In the reception's relaxed atmosphere of shared food and interests, the poet reached out to the many students in the audience. "Welcome, brothers and sisters," he said. "Thank you for coming to hear the word instead of going shopping."

Nahuelpan has published three volumes of poetry, which have been translated into Spanish from his native Mapudungun, the language of Chile's indigenous Mapuche people, and will publish another volume this January in Spain. He has also contributed to the trilingual (Mapudungun, Spanish, and English) and widely praised anthology UL: Four Mapuche Poets (1998, Latin American Literary Review Press). His work has appeared in journals and anthologies, and has been translated into Italian, German, French, Dutch, Swedish, and English.

Garnering poetic inspiration "from everything," Nahuelpan explained how the Mapuche world view renders this attitude commonplace.

"The Mapuche's basic belief is that everything is interconnected into a universal wholeness that shouldn't be fragmented, and the fragments should be made part of the whole.

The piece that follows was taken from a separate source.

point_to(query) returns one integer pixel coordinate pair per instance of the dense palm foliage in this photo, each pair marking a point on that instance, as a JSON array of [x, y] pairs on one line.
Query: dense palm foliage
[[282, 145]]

Therefore, one of the most important things we can do is become whole within ourselves, so that we can be in harmony with the universe. There's an imbalance of the energies that exist, particularly from cultures that want to have only one culture in the world. That takes away from the wholeness. In a garden, we allow different kinds of flowers and plants to grow, but in making the world a uniform place, we're really eliminating our beautiful diversity."

Historically, the Mapuche resisted Spanish incursions into their territory far longer than any other indigenous group, and Nahuelpan attributes this to a cultural protectiveness of their mother, the earth. "This is our ancestors' belief," he said. "If someone is aggressive against their mother, what kind of a child wouldn't try and protect her from being hurt or damaged? The resistance was based in caring and love, and that's why they were able to do it for so long."

In Chile, Nahuelpan teaches at a university in the southern town of Temuco. Each of his three classes is inspired by the word: a seminar for psychology students called Visions of the Word, a media course called Image of the Word, and a spoken-word workshop for theatre students. He's booked for speaking engagements around Chile and contributes time to his largely agrarian native community of Quechurewe. Yes, he's well known, he admitted, but not famous.

"I don't recognize fame," he said. "Like the women who sing while baking bread around the campfire, speaking poetry is a tradition that's a part of life."

Aided by Demaree and Spanish professor Pilar Alvarez-Rubio, who read the half dozen or so poems first in English, Nahuelpan recited poems in Mapudungun and Spanish, at one point using his sonorous baritone voice to partly sing, partly intone a moving lament. "I believe to be a poet is merely to breathe in peace," ran the words from his lovely autobiographical work, "Blue Dream." Through his words, Nahuelpan allowed the audience a little breath of that peace.